Sure thing. Start with the drones on the ground. Each drone packs a small compute unit to do quick preprocessing—filter out sensor noise, align the point clouds with a tiny onboard GPS. Then it streams the raw LiDAR or stereo data over 5G to a nearby edge gateway. The gateway aggregates a handful of streams, runs a fast mesh‑generation routine, and pushes the resulting partial meshes to a cloud service via a websocket. In the cloud you stitch all the partial meshes into a global model, run a robust SLAM algorithm to keep the coordinates tight, and expose a WebSocket API that pushes incremental updates to a database. The database is a spatial‑indexed NoSQL store (think DynamoDB with Geo‑Index or MongoDB with 3D indexing). On top of that you run a real‑time analytics layer that tags features, detects obstacles, and calculates the best paths. Finally, you feed the updated mesh and analytics into your AR engine over WebGL. Clients load a lightweight 3D scene, subscribe to the update stream, and render the latest map. That’s the pipeline—edge preprocessing, streaming to cloud, stitching, database, and AR consumption.

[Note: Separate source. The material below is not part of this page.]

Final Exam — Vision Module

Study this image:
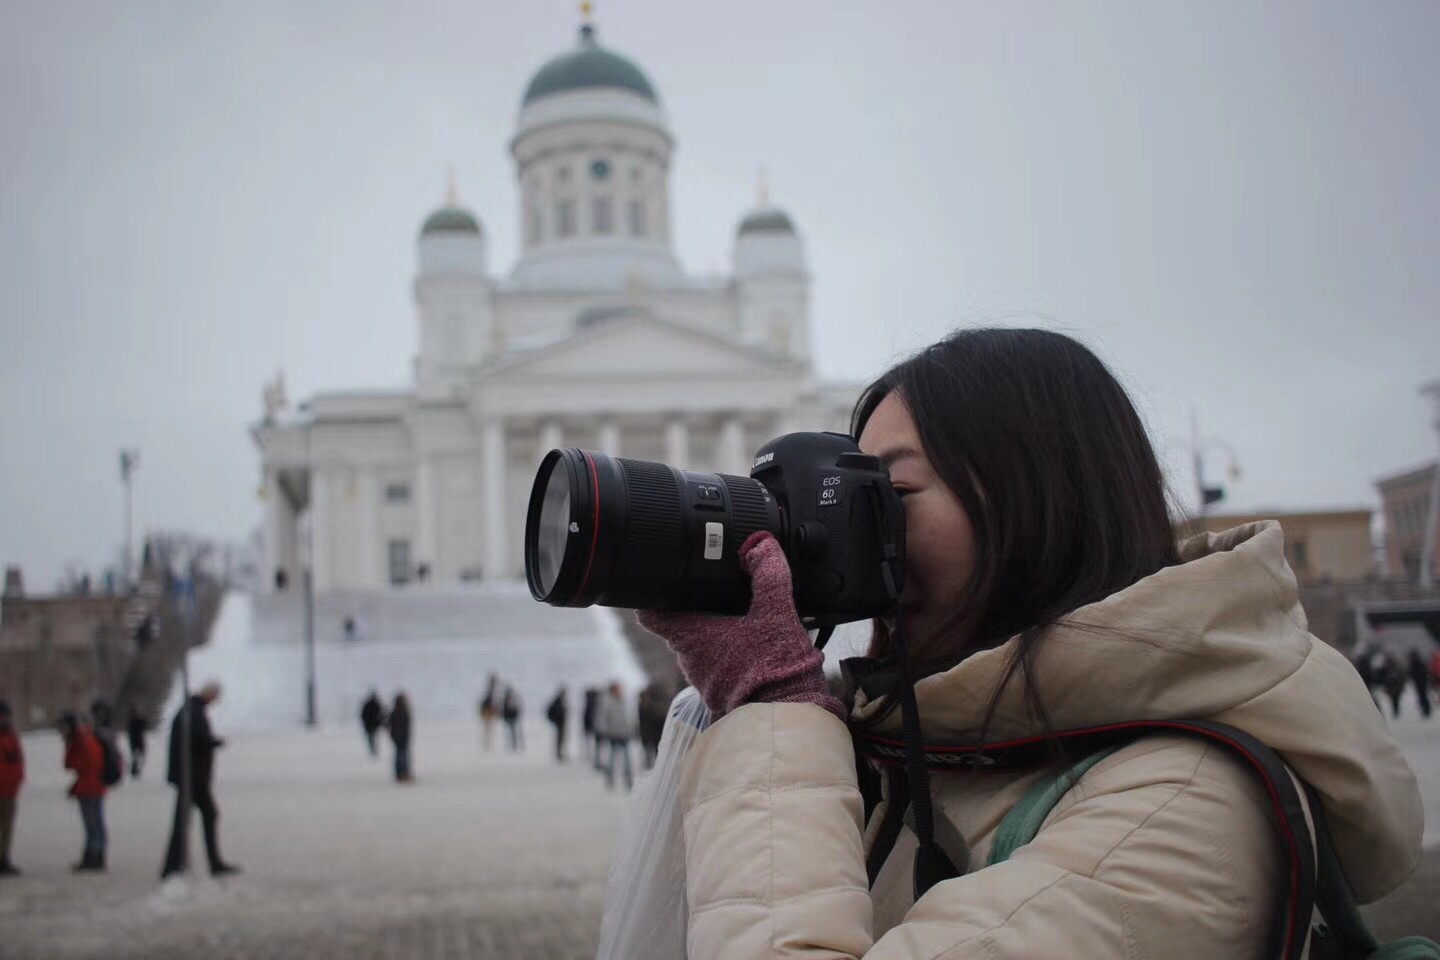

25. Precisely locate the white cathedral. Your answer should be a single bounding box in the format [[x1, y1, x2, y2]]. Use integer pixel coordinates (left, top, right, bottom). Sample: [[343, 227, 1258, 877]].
[[253, 19, 854, 593]]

Nice tweak—give the drones a tiny SLAM so they can cut out the bulk of raw data and just send delta meshes. On the edge, a gossip layer lets each node pull the latest chunks from its neighbors, so the whole swarm stays in sync without a bottleneck. The edge aggregates those deltas, does a quick consistency check, and pushes only the new vertices to the cloud for the heavy stitching and analytics. The cloud then builds a global point cloud, runs the big SLAM for the final map, and streams incremental updates back to the AR front end. Keep the messaging lightweight, use protobuf over WebSocket, and you’ll have low latency for the explorers while the back end stays out of the way.

Add a tiny CNN on each drone that runs on the on‑board GPU or a tiny TPU. Feed it the latest stitched mesh slice and a history of traversal vectors; it outputs a heat‑map of likely high‑grade openings. Each edge node runs a simple decision layer that aggregates those heat‑maps from its neighbors—so if one drone sees a promising cavity, the gossip spread flags it to the whole swarm. Then the flight controller uses a lightweight A* over the predicted hotspots to pick the next waypoint. All the training data gets fed back to the cloud where a larger model refines the predictions, and the drones keep getting better without pulling heavy weights down the line. That’s your “auto‑seek” AI in the loop.